Neck Pain, Shoulder Pain & Arm Pain

Arm pain, shoulder pain, elbow, wrist and hand pain may all have their origin in the neck. If the pain is chronic (i.e. over 4-6 weeks’ duration) and is associated with pins and needles or numbness, this is especially likely. Occasionally these symptoms are incorrectly described as ‘carpal tunnel syndrome’.

Frozen shoulder and rotator cuff injury are terms given to many painful shoulders. Early and correct identification of the condition is very important, as great relief in symptoms of a ‘true’ frozen shoulder can obtained by an early ultra-sound guided steroid injection.

Rotator cuff injuries are probably less commonly seen in clinic and usually occur through direct trauma. Degenerate tears of the rotator cuff can occur with age (i.e. 60+ years). These will often settle with appropriate advice and rest.

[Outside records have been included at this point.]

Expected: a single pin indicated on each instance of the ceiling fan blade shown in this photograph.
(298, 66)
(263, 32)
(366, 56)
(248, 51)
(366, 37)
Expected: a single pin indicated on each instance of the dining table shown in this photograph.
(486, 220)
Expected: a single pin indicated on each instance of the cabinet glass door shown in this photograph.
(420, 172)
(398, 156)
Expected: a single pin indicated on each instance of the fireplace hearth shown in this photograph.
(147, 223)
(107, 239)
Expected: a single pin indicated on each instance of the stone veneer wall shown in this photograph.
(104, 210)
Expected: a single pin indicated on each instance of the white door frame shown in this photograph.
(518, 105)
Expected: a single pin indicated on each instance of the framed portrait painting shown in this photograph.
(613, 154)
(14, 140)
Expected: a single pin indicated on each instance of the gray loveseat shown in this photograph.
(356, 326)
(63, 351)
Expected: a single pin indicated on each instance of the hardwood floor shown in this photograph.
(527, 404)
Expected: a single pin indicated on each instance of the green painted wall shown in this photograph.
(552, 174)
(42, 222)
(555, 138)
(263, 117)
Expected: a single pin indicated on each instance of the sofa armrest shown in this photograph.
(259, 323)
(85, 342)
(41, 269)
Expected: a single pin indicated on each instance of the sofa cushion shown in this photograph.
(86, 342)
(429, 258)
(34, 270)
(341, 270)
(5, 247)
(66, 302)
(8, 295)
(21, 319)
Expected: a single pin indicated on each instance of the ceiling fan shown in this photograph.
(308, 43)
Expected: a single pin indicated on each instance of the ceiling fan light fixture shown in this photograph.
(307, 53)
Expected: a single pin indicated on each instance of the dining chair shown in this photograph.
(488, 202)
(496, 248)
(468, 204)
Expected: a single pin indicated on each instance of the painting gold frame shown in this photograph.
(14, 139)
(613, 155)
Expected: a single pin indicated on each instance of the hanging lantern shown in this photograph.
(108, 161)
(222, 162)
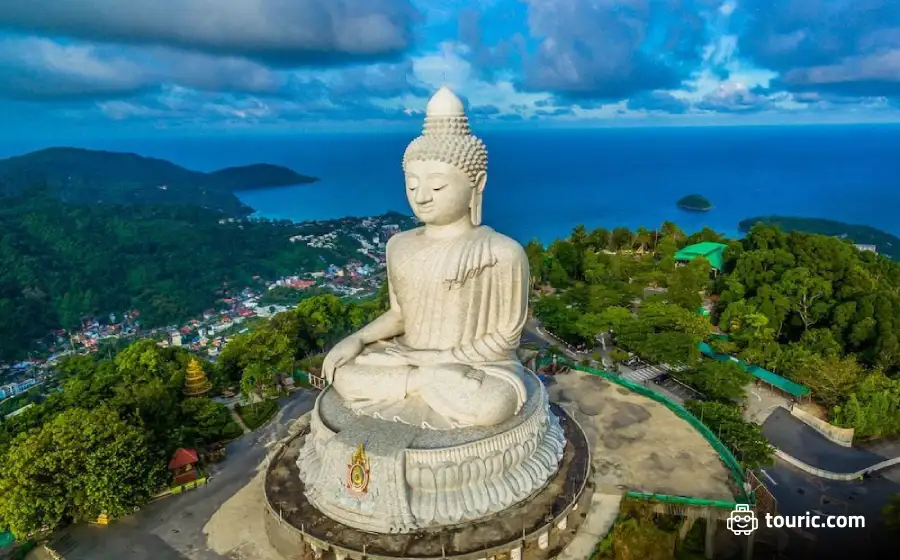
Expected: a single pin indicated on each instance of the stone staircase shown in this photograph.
(604, 511)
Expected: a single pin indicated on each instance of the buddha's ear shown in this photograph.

Frozen shoulders do not settle with rest, at least not in the short-term, and can be aggravated by inappropriate exercises.

Dos & Don’ts

It’s not a good idea to force your movements with a frozen shoulder, unless it’s in the last stages of ‘recovery’.

Sleeping on your front with one or no pillows is especially bad for your neck. It may be the sole cause of shoulder/neck pain and headaches/migraines. Try to keep your neck in a neutral position by lying on your side or on your back with suitable support from pillows.